LLMAtlas — The Open Ecosystem Workspace for LLMs

After the model computes the next-token probability distribution, sampling picks which token to actually emit. Three parameters control how this happens. Most people set them wrong.

Temperature

Temperature reshapes the probability distribution before sampling:

Temperature = 0 — Always pick the highest-probability token. Deterministic (mostly), often repetitive.
Temperature = 1 — Sample from the raw distribution.
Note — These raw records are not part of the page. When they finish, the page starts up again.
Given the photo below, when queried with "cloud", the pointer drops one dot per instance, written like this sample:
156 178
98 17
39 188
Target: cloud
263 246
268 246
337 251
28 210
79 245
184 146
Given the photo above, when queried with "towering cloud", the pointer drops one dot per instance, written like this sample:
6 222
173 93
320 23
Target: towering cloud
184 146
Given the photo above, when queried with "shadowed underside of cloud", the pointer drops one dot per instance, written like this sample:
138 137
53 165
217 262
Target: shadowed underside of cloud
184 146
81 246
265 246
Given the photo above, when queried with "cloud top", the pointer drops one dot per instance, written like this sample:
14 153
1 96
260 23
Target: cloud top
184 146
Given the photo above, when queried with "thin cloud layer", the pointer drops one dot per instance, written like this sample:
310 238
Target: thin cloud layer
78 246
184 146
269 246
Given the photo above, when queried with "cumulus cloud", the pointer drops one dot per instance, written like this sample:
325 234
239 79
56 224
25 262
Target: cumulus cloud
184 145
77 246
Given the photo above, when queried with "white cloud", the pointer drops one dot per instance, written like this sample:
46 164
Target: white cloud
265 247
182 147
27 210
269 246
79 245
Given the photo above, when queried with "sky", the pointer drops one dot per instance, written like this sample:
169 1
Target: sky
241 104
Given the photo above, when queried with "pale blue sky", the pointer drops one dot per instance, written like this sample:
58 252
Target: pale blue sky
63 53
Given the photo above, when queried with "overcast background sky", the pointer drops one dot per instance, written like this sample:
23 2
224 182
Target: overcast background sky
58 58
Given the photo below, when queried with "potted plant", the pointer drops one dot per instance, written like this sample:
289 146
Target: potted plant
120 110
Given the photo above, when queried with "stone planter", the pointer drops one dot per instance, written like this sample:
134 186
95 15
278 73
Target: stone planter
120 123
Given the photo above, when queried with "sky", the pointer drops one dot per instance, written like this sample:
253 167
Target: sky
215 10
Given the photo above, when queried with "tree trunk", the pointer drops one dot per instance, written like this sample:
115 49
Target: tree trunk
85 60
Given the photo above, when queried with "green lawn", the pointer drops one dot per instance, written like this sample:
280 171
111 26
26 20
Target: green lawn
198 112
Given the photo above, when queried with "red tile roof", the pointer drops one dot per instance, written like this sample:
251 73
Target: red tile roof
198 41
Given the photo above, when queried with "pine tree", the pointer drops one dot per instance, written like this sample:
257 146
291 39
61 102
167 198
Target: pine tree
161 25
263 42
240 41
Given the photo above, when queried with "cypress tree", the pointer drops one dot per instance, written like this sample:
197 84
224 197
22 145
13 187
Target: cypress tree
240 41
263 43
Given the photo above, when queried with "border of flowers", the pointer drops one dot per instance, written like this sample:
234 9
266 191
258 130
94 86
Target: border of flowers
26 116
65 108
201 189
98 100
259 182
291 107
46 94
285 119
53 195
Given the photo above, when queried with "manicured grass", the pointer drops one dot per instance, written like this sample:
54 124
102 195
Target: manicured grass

Creative, varied, occasionally wrong.
Temperature = 2 — Flattens the distribution; low-probability tokens become more likely. Chaotic.

Mathematically: probability_i = softmax(logit_i / T). Lower T sharpens; higher T smoothens.

Rules of thumb:

Factual Q&A, code, structured output → 0 to 0.3
Drafting prose, brainstorming → 0.6 to 0.9
Creative fiction, poetry → 0.9 to 1.2
Above 1.3 → usually breakdowns

Top-p (nucleus sampling)

Top-p limits sampling to the smallest set of tokens whose cumulative probability exceeds p:

top_p = 1.0 — Consider all tokens (no filter).
top_p = 0.9 — Consider only the top tokens that together make up 90% of probability mass.
top_p = 0.1 — Very aggressive filter; almost greedy.

Top-p adapts to the distribution shape: when the model is confident, only a few tokens qualify; when it's uncertain, more do. It's smarter than top-k.

Top-k

Top-k caps consideration to the k most likely tokens:

top_k = 1 — Greedy. Always pick the most likely.
top_k = 50 — Default for many APIs. Reasonable.
top_k = 0 — Usually means "disabled" — no filter.

Top-k is a hard cutoff; top-p is adaptive. Top-p is generally preferred.

How they combine

When you set multiple sampling parameters, they're applied in order: top-k filters first, then top-p, then temperature scales what's left, then a sample is drawn.

In practice, set one or the other, not both aggressively. A common safe default:

temperature: 0.7
top_p: 0.95
top_k: 0 (disabled)

When determinism matters

For evals, regression tests, and reproducible workflows, set temperature = 0. Even then, true determinism isn't guaranteed — GPU non-determinism, KV cache differences, and batching can introduce small variations. For strict reproducibility, also pin the model version, the seed (if supported), and the API revision.

What max_tokens actually does

max_tokens is the output length cap, measured in generated tokens. It doesn't make the model think harder or longer about the answer; it just sets a ceiling on how much it can produce before being cut off. Set it generously enough to hold a complete answer, tightly enough to prevent runaway generation.